§ MR. WARTON
asked Mr. Attorney General, Whether his attention has been called to the following observations of Mr. Justice Grove, made on Saturday the 25th July, during the trial of the case of the Triumph Steamship Company (Limited) v. the Dartmouth Harbour Commissioners, viz.:—It was hardly possible to exaggerate the inconvenience of the present system. He had just learned that on Monday he had to sit in banco, on Tuesday he could go on with this case, which, however, would probably not finish on that day. On Wednesday he believed he should have to sit at the Old Bailey, and how long he would be detained there he had no idea. All he could therefore say was, that the further hearing must stand over until Tuesday;and, whether he will consider the propriety of recommending such an increase in the number of Judges as will permit of the continuance de die in diem of trials in the Queen's Bench Division? The hon. and learned Gentleman also asked Mr. Attorney General, Whether his attention has been called to the following observations of Mr. Baron Huddleston, made on the 29th July at Chelmsford, viz.:—He was sorry that the new system under which the Assizes were held proved so inconvenient, and that, owing to the amount of business he had to go through at Norwich and other towns, he had been obliged to alter the dates for holding the Assizes at Chelmsford, Hertford, and Lewes; and even now, if he could not obtain the assistance of a Commissioner to whom he had made application for help, he was afraid he must again alter his present arrangements, for the two remaining Judges were obliged to stay in London, one taking work at Chambers, and the other being engaged with criminal business at the Old Bailey. He also referred to the great expense that the special jurors, petty jurors, and witnesses were put to at having to remain in the town for so long a time, owing to one judge having to take both civil and criminal business;and, whether he will consider the propriety of recommending such an increase in the number of Judges as will permit of the business at the Assizes being conducted with a due regard to the convenience of suitors, jurors, and witnesses?

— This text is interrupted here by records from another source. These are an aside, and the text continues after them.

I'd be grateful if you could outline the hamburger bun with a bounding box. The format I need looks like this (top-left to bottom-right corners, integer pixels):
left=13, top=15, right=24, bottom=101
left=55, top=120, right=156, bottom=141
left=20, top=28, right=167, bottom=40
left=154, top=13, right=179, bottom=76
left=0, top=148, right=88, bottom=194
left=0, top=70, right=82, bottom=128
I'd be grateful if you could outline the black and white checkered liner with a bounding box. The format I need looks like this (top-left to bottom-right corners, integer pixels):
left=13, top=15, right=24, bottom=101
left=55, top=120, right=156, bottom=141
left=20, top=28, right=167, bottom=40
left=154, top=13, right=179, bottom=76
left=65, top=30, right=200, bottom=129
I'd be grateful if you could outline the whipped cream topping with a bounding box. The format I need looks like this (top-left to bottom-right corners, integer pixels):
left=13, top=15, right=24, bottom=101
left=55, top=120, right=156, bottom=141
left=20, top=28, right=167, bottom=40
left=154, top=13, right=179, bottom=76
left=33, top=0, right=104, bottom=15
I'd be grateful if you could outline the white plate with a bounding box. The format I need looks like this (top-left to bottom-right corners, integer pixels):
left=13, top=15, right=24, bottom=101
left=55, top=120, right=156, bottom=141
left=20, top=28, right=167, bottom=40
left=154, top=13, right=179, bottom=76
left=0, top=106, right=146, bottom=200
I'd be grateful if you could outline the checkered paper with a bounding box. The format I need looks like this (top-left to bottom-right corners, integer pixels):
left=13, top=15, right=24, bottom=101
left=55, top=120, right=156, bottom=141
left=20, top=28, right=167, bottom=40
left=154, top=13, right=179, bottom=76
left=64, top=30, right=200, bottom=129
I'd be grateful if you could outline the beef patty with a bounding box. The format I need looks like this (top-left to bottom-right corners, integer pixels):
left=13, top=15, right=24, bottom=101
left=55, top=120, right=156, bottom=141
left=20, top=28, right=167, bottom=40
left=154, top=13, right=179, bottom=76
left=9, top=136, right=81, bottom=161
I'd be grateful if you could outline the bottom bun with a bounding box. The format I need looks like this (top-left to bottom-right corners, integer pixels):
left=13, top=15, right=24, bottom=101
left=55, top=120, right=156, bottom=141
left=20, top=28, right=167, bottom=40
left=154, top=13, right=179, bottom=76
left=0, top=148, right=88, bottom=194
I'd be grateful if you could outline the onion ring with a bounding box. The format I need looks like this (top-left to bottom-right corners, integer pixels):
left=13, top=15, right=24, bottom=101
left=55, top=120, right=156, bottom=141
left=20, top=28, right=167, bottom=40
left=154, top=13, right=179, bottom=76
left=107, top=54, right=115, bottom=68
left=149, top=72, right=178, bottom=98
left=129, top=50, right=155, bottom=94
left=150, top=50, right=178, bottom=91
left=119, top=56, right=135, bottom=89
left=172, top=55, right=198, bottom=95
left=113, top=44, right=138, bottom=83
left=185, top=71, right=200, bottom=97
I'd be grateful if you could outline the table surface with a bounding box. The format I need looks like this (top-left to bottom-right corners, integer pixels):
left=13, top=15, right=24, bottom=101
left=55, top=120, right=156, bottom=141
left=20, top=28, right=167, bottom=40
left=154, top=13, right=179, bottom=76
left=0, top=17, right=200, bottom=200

§ THE ATTORNEY GENERAL (Sir RICHARD WEBSTER),
in reply, said, that these Questions should have been addressed to his right hon. Friend the 818 Secretary of State for the Home Department; but, after communicating with the right hon. Gentleman, he (the Attorney General) might say that the arrangements for the business of the Circuits, and also for the sittings in London, lay with the Judges themselves, who would now, as in the past, consider the interests of suitors and all concerned. The question of increasing the number of Judges, to which the hon. and learned Gentleman who put the Question referred, was one involving numerous and serious considerations, and could only be done by legislation.